El gerente regional de Control de Junín, Víctor Lizárraga, informó que el Órgano de Control Institucional (OCI) de la Municipalidad de Chilca activó un servicio de control para verificar las condiciones en las que se realiza el recojo, tratamiento y disposición final de los residuos sólidos.

Entre las principales observaciones se identificó la presencia de desmonte, llantas y residuos de origen industrial dentro del botadero, materiales cuya disposición está prohibida en este tipo de infraestructura, destinada únicamente para residuos domésticos.

Sin embargo, la alerta más preocupante está relacionada con la ubicación de la poza de lixiviados, la cual se encuentra a escasos metros de la faja marginal del río Mantaro. Según explicó Lizárraga, esta condición representa un potencial riesgo ambiental debido a la posibilidad de contaminación de las aguas por los líquidos generados durante la descomposición de los residuos.

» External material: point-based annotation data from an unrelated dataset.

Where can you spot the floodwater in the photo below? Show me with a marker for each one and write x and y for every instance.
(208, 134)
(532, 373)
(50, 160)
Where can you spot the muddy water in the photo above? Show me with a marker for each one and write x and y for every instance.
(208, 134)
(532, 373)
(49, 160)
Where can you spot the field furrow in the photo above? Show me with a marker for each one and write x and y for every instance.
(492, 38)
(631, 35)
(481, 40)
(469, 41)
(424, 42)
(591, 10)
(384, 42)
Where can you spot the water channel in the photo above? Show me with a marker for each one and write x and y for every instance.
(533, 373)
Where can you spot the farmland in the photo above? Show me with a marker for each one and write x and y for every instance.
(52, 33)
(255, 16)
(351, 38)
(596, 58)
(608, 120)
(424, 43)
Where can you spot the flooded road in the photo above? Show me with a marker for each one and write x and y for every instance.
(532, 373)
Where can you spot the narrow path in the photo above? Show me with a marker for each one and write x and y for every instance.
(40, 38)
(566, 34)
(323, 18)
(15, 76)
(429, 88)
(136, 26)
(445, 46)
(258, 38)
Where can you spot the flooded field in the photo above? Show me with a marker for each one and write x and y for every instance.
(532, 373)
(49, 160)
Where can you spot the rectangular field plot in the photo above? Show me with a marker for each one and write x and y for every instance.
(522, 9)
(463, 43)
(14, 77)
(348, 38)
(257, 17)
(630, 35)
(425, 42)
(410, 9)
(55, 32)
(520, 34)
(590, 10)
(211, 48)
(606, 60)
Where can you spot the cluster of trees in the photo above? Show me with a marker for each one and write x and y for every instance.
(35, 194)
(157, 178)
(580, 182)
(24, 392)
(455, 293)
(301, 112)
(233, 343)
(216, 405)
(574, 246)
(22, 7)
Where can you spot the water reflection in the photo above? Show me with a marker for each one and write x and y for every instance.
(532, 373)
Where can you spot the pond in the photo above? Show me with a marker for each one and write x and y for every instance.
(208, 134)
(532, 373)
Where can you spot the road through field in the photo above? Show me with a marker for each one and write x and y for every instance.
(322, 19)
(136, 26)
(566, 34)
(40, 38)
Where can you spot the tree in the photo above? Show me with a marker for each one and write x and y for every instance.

También se detectó maquinaria inoperativa y limitaciones en la capacidad operativa que solo alcanzaría hasta fin de año. A ello se suma la inexistencia de un terreno destinado a la futura planta de tratamiento de residuos sólidos. Situación que compromete la sostenibilidad del sistema de disposición final en el distrito.

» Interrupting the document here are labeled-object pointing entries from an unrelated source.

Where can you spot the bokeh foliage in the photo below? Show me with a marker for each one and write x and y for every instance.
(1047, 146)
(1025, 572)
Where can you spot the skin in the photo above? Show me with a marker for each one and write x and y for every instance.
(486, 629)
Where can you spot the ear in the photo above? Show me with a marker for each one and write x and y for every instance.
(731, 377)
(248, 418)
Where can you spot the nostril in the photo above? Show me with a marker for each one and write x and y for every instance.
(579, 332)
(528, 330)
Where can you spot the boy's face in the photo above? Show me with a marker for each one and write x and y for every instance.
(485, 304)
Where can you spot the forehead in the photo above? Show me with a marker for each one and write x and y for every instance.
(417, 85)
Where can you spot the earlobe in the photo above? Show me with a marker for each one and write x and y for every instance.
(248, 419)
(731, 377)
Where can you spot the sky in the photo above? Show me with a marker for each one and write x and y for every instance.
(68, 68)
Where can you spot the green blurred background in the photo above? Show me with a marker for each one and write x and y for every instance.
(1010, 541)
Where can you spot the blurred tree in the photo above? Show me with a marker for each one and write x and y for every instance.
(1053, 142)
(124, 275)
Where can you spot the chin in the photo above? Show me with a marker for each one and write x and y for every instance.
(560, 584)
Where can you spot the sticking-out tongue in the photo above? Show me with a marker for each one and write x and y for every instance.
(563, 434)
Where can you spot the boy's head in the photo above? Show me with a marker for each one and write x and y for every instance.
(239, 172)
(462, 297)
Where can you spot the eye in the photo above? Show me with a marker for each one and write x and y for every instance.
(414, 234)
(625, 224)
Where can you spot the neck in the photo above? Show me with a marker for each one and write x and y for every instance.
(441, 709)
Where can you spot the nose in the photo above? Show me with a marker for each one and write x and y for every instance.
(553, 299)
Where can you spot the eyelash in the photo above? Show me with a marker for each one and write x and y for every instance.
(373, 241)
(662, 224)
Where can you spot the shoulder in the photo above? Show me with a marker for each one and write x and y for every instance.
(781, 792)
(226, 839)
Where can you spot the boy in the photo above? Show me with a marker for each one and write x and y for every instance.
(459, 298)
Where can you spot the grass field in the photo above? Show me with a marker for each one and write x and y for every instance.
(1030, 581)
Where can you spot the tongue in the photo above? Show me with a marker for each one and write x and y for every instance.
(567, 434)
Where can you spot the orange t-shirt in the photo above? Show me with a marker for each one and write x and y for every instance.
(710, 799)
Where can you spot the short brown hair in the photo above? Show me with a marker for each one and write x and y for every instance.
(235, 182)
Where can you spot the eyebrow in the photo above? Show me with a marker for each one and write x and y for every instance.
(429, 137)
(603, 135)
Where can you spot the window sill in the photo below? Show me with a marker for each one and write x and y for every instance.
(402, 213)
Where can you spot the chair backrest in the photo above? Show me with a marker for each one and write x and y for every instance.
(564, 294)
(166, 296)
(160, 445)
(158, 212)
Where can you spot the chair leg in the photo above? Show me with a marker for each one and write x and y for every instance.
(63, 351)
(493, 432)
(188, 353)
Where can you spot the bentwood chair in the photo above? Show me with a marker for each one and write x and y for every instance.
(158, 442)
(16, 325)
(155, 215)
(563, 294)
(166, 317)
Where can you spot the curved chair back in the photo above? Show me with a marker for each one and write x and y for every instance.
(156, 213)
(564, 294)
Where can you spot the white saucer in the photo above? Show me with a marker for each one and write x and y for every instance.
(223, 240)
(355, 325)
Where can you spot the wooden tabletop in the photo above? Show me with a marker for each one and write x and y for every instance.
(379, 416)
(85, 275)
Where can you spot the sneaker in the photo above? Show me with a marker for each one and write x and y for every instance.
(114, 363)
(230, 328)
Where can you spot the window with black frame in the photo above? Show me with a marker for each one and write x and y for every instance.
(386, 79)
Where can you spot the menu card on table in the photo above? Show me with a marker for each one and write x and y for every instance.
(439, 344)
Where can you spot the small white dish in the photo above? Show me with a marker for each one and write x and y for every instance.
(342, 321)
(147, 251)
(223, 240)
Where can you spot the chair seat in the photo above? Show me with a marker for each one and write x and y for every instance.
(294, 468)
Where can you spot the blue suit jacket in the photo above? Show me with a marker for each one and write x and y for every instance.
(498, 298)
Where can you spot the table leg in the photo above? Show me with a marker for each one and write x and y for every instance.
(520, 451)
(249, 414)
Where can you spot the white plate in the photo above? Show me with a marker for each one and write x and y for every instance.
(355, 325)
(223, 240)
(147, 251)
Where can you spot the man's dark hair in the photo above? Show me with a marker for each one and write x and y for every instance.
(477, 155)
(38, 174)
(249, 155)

“Mientras no exista un espacio físico para una planta de tratamiento, la basura seguirá manejándose bajo estas condiciones, generando riesgos para la población y la salud pública”, advirtió el funcionario.

Otro aspecto observado fue la exposición permanente de los residuos al aire libre, lo que favorece la proliferación de vectores contaminantes, malos olores y fauna que accede libremente a los desechos. Incluso se constató la presencia de animales menores que pastan en las inmediaciones del botadero, incrementando los riesgos sanitarios.